La startup di mobilità sudanese Tirhal ha deciso, dopo lo scoppio della guerra, di ridurre le fee per chi la utilizza; in più gli autisti possono usarla gratis. Certo. Avrebbero potuto fare di più ma meglio di nulla.
Un approccio più operativo, in ambito di mobilità, viene daSudan Safe Passages, un gruppo di volontari ed emigrati sudanesi che hanno creato una app chiamata Amen. Il software una volta caricato su un cellulare permette di acquisire dati in tempo reale sulla disponibilità di percorsi sicuri e la disponibilità di posti letto in ospedale.
Le app che aiutano le persone in difficoltà, in momenti di crisi, emergenze e guerre
Il caso delle app sudanesi autoctone non è isolato.
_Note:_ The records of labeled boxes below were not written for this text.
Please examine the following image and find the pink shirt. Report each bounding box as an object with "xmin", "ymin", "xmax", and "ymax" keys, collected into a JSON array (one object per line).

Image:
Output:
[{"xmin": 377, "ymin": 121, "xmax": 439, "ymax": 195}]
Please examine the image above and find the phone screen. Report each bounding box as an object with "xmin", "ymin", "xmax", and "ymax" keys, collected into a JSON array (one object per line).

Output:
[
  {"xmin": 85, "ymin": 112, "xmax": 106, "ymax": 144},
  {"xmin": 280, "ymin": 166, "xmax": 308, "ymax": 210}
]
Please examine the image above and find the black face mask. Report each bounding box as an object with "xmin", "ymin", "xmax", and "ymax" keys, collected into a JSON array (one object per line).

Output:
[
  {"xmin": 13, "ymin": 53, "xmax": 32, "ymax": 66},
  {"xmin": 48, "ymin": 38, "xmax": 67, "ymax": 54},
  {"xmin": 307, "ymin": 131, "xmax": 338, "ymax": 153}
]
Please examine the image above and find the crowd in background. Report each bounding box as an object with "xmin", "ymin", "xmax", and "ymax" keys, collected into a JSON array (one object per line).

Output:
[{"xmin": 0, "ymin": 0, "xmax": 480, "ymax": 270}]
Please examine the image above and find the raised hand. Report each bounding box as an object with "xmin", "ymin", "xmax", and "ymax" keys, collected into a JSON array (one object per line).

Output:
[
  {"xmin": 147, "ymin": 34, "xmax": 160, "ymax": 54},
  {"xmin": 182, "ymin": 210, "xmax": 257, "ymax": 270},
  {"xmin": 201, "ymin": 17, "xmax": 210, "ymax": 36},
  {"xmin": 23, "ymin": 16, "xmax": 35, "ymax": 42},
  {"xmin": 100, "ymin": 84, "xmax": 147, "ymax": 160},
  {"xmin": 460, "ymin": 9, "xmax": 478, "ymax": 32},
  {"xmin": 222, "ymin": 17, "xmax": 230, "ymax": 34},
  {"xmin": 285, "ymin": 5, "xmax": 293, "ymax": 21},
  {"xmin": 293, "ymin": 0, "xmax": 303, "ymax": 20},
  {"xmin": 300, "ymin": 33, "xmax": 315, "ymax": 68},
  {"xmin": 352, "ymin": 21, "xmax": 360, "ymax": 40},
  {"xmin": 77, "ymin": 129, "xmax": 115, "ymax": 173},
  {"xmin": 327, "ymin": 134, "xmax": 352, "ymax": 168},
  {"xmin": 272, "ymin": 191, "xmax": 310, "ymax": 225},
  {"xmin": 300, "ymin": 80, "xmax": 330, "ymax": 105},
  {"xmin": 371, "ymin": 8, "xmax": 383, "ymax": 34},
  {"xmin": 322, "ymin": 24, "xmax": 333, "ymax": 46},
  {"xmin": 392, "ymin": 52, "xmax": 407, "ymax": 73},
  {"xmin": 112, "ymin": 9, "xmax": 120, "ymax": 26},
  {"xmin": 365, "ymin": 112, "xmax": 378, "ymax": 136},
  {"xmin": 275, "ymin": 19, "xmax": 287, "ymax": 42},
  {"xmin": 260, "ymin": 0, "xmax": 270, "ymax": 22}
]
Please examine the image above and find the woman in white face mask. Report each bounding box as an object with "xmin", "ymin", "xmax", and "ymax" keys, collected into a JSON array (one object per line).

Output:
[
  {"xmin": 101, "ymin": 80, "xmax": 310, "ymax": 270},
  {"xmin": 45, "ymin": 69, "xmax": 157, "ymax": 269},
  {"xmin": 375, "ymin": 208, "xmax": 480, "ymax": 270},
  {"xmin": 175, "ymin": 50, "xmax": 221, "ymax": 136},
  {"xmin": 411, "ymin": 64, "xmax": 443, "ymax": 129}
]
La crescente complessità del mondo, l’affacciarsi di crisi generate dall’uomo (guerre per lo più o carestie) e dalla natura, portano una crescente parte della popolazione mondiale a dover gestire scenari estremi.
La penetrazione del mondo digitale nella vita di tutti i giorni permette di poter far leva sulla disponibilità di reti e cellulari per alleviare, specialmente a inizio crisi, i problemi dei cittadini colpiti da una tragedia. Ovviamente non si dimentichi che queste app, se valorizzate in chiave di Big Data possono divenire, sul medio termine, anche opportunità per estrarre valore e dati dagli utenti, nella miglior tradizione di internet che recita “non ci sono pasti gratis: se una cosa è gratis la paghi in natura”. Tra le altre app che meritano una menzione possiamo ricordarne alcune che hanno già evoluto modelli di business e approcci diffusi.
What3Words è una app di geocodifica. In occidente è un gioco divertente ma è in scenari di crisi che si rivela utile: si possono identificare aree specifiche di 3 metri per 3 grazie ad un singolo nome. In pratica la app traduce in nomi la localizzazione geospaziale di un individuo o una specifica area circoscritta. Disponibile in 12 lingue è uno strumento ideale in caso di tragedie per comunicare la propria posizione in modo veloce anche al telefono, in caso non vi fosse la possibilità di geolocalizzarsi tramite banda larga / Wi-Fi.
My Plan è un’app che educa le donne a comprendere scenari di violenza domestica e abusi sessuali. A questa prima linea di servizi si aggiungono la capacità di comunicare con le reti locali di emergenza. Utile nelle tragedie in cui, brutto a dirsi, spesso si registrano violenze a beni e individui deboli da parte di approfittatori o vandali che, valorizzando il disordine temporaneo, cercano di sfruttare ogni situazione.
No Food Waste è una app nata e diffusa in India e Pakistan. Permette a ristoratori, scuole e altri prodotti di rimanenza alimentari di segnalare il cibo avanzato, in questo modo dei volontari possono recuperare e redistribuirlo ap più poveri. Tuttavia, in caso di emergenza questa app può essere un ulteriore supporto per raccogliere cibo in caso di alluvioni o altri eventi climatici estremi che possono colpire quelle aree.
Cheetah, per lo più diffuso nell’Africa occidentale, è un’app che permette a coltivatori, trasportatori di cibo e mercanti di avere informazioni in tempo reale per i mercati che cercano i prodotti alimentari che possiede l’utente, percorsi stradali più veloci, condizioni meteo. In ambito di crisi è un’ottima soluzione per rimanere collegati ai centri di logistica. Al momento è operativo in Ghana.
Headspace è una app un po’ particolare, diciamo psicologica. La app permette agli utenti, generalmente operatori di Ong, di riprendersi da eventi traumatici. È bene ricordare che l’impatto emotivo delle crisi è devastante e gli umani che li affrontano acquisiscono un debito negativo pesante da gestire. Questa app mira a cercare di affrontare un poco questo scenario.
Con la crescente alfabetizzazione digitale dei cittadini del continente africano e di altri paesi oggi in via di sviluppo è logico immaginare che questi tipi di app continueranno a crescere. Gli ecosistemi digitali africani (e quelli di altri paesi in crescita) potrebbero poi catturare l’attenzione dei grandi fornitori di servizi occidentali, pensiamo al mondo del credito al consumo o assicurativo, che vorranno farsi largo in questi segmenti della società; il passaggio obbligatorio sarà la penetrazione o acquisizione di app locali, forgiate sulle necessità degli abitanti di queste nazioni.